How has multidetector computed tomography (MDCT) changed the evaluation of the liver, pancreas, and biliary system?
MDCT allows for the rapid acquisition of images using very thin collimation (0.6 mm) and reconstruction intervals (0.5 mm). Using these true isotropic volumetric data sets, exquisite multiplanar reformations (MPR) in the coronal, sagittal, or any other imaging plane can be created.

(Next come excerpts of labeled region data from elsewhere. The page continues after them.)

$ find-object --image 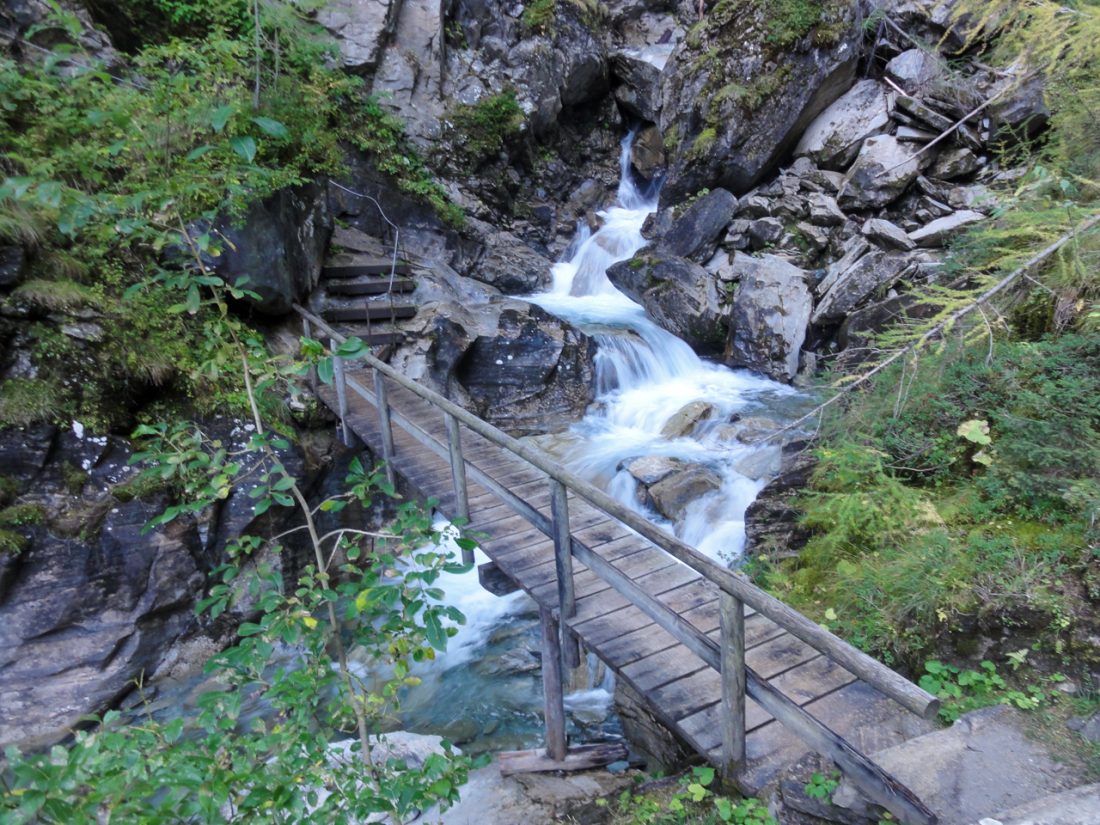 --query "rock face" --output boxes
[660,189,737,262]
[454,301,596,436]
[213,184,333,315]
[317,0,402,74]
[837,134,921,209]
[0,490,206,747]
[659,0,859,204]
[607,250,729,354]
[794,80,890,169]
[726,254,813,382]
[468,228,553,295]
[812,250,909,323]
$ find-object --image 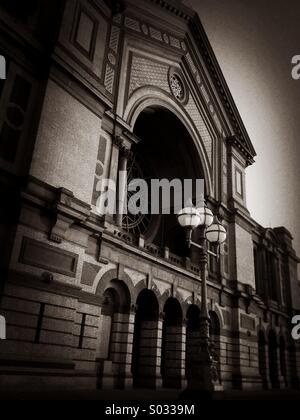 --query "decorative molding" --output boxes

Imaging can be performed in the noncontrast computed tomography (NCCT) phase, early hepatic arterial phase (HAP), late HAP, and the portal venous phase (PVP) depending on the clinical indication. The early HAP is approximately 20 seconds after injection, the late HAP is 35 to 40 seconds after injection and the PVP is 60 to 70 seconds after injection, with the dominant contrast effect in the liver occurring in the PVP. This ability to image rapidly can take advantage of the dual blood supply of the liver—75% from the portal vein (PV) and 25% from the hepatic artery.
MDCT improves the imaging of the hepatic vasculature. It is very helpful in preoperative or preintraarterial chemotherapy planning and for the detection of hepatic infarctions, aneurysms and pseudoaneurysms, PV thrombosis, or strictures. Liver volumes prior to hepatic resection can also be estimated using volume-rendered images.